The Arizona Coyotes’ American Hockey League (AHL) affiliate, Tucson Roadrunners, honoured Craig Cunningham on Friday.
In a pre-game ceremony of the Roadrunners vs Iowa Wild match, the Tucson organization sent to the rafters the #14 jersey of its first captain in team history.
“The jersey retirement is a great honour but I think it’s not just for me – (it’s for) my doctors and it shines a little light on my family and for everyone who supported me through this situation,” Cunningham said in an interview before the ceremony.
Cunningham suffered a career-ending injury when he went into cardiac arrest prior to a game against the Manitoba Moose last November. The traumatic end to his professional hockey career and multiple surgeries later resulted in Cunningham having part of his lower leg amputated. Yet, the Trail native has handled the adversity the same way he played hockey, with hard work, determination, and class.
“Obviously my number’s going up in my name, but there’s a ton of people who are going to be here that made it happen.”

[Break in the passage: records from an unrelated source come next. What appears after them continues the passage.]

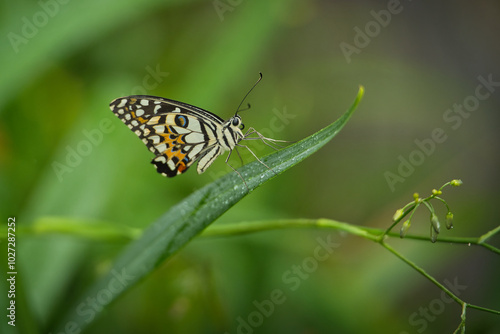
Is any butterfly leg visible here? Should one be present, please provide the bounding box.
[226,150,250,191]
[231,144,278,176]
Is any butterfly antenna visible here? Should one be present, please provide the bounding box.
[234,72,262,116]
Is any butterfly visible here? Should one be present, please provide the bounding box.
[110,74,286,188]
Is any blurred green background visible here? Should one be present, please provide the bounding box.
[0,0,500,334]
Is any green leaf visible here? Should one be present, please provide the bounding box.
[52,87,364,330]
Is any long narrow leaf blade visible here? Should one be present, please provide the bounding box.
[52,87,364,332]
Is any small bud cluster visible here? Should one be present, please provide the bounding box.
[392,180,462,242]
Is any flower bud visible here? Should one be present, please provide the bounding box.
[392,209,404,222]
[432,189,443,196]
[431,212,440,233]
[446,211,453,230]
[399,220,411,239]
[431,225,438,243]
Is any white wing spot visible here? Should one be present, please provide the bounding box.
[153,125,165,133]
[156,144,167,152]
[149,136,160,144]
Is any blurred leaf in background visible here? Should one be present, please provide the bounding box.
[0,0,500,333]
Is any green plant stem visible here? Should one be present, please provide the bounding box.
[202,218,500,255]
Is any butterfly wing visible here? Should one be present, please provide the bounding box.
[110,95,223,177]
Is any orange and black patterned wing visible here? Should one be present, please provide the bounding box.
[110,95,223,177]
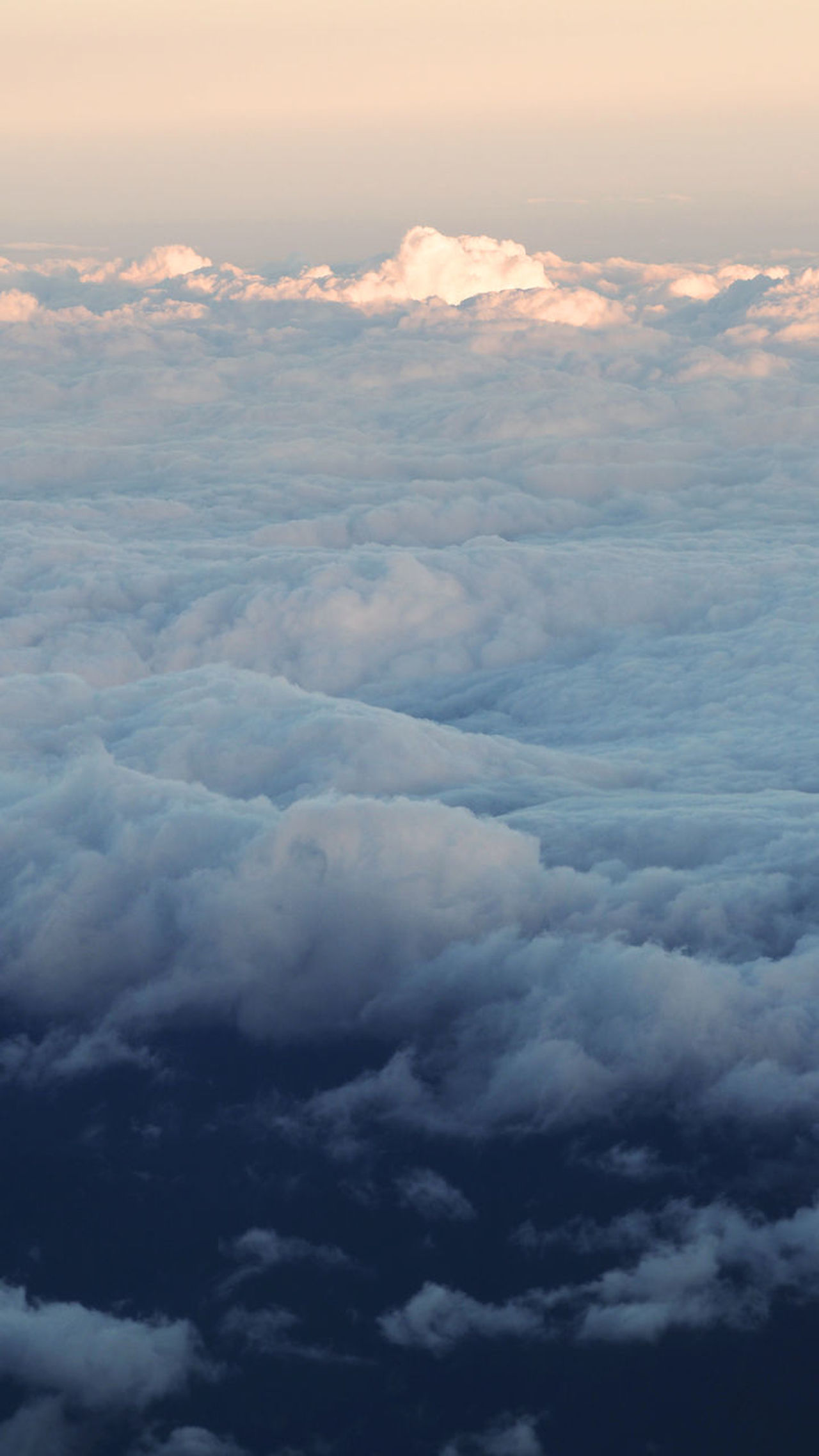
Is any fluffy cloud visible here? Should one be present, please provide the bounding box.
[397,1167,475,1223]
[0,1284,203,1409]
[220,1229,353,1293]
[379,1283,548,1356]
[0,228,819,1456]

After being drafted by the Boston Bruins in the fourth round of the 2010 NHL Draft, Cunningham played four years with the Bruins organization and AHL affiliate Providence before being claimed on waivers in 2015 by Arizona. The former Beaver Valley Nitehawk played in 13 games for the Roadrunners in 2016, formerly the Springfield Falcons, and is now a scout for the Coyotes’ organization. The transition has been dramatic and difficult, but has afforded the 27 year old a new challenge.
“Yeah I mean obviously it’s changed. You kind of have to look at the game in a different way, you know before I was out there competing against those guys and trying to get the call-up, and now I’m out there watching and saying which guys do I like, which guys do I want on my team.”
Tucson General Manager Steve Sullivan presented Cunningham with a customized plaque, which included the puck from the team’s first-ever goal which Cunningham scored on Oct. 14, 2016, a custom engraved Tissot watch, and the #14 banner, which was raised to Tucson Arena’s rafters. He dropped the puck for the ceremonial opening face-off and had all players from both teams shake his hand, including former Coyotes captain Shane Doan and current Roadrunner Nick Merkley.
“Everyone goes through different challenges and every time you think you have it bad, there’s someone else who has it worse,” added Cunningham. “I’ve actually met a lot of families who have survived cardiac arrest, and also met a lot of families whose kids didn’t survive, and that really brings it into perspective of how lucky I am to be here.”
Cunningham played in 63 NHL games with the Bruins and Coyotes scoring three goals and eight points. In 319 AHL games the 27-year-old forward scored 101 goals and 203 points with the Bruins, Falcons, and Roadrunners.